Students’ competencies have been comprehensively enhanced. With the empowerment of digital tools, the accuracy of differentiation recognition has improved, and teachers provide personalized guidance based on the “one student, one strategy” reports, leading to increased classroom focus and proactive participation among students with learning difficulties. All students can participate in interdisciplinary courses represented by “Jing Embroidery Imagination” and “Subway Research”. Students express satisfaction with personalized courses, and 90% of middle school teachers report that our students’ “independent inquiry and collaboration abilities exceed those of their peers”.
The educational ecology continues to optimize.
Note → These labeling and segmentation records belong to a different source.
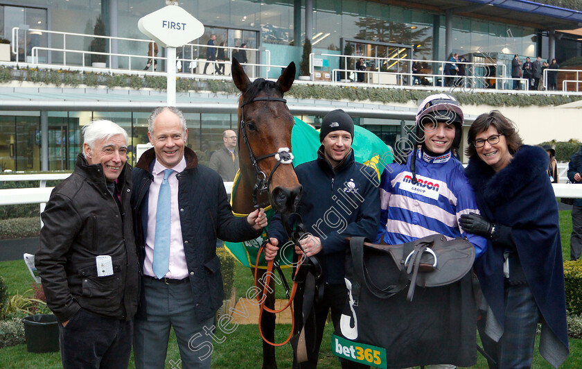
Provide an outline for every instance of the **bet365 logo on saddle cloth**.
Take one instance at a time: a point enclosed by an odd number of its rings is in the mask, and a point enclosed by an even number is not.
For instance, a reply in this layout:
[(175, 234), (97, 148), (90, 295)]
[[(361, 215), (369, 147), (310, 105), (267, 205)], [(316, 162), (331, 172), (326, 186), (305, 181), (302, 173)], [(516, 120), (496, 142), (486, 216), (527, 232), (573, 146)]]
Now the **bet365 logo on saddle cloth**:
[(382, 347), (349, 341), (335, 334), (331, 336), (333, 354), (375, 368), (387, 368), (386, 350)]

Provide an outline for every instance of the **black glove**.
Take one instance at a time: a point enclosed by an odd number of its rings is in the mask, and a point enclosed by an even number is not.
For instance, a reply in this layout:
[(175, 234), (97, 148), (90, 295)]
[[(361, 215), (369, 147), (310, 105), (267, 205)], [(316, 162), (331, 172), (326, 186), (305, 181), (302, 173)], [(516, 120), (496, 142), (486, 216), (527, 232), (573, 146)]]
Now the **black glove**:
[(463, 214), (459, 220), (459, 224), (467, 233), (473, 233), (484, 237), (491, 236), (493, 225), (479, 214), (475, 213)]

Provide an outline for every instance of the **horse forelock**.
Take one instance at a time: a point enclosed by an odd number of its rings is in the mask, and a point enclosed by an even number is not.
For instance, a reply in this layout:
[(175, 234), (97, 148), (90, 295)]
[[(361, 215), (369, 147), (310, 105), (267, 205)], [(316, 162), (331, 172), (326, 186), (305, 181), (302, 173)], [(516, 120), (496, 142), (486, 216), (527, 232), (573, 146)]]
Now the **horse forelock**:
[(277, 89), (276, 84), (274, 82), (264, 78), (257, 78), (242, 93), (242, 105), (248, 103), (261, 92), (265, 93), (267, 96), (272, 96), (274, 92), (279, 92), (281, 96), (283, 96), (283, 94)]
From the perspective of model innovation, the implementation paths of “Fertile Soil Curriculum” and “Digital Intelligence Empowerment” have been constructed, achieving deep integration of AI with the five educational aspects and differentiated growth. A closed loop of “data collection - intelligent analysis - precise intervention” has been established, developing seven types of digital intelligence courses and intelligent agents like “Huan Xiao Zhi”, improving the precision of differentiation recognition. A comprehensive digital evaluation model has been established, forming a complete chain of “process diagnosis - personalized feedback - developmental incentives”, effectively addressing the issue of score-centric evaluations.
AI provides a new empowering path for differentiated growth in primary school students. The school’s 13 years of practice demonstrate that through the comprehensive integration of curriculum system reconstruction, teaching model innovation, and evaluation system reform, many challenges in traditional primary education can be effectively addressed. In the future, the school will continue to adhere to the principle of “student-centered, technology-enabled” in AI education, exploring and innovating continuously to enable every student to achieve differentiated and high-quality growth in an AI-empowered educational ecology.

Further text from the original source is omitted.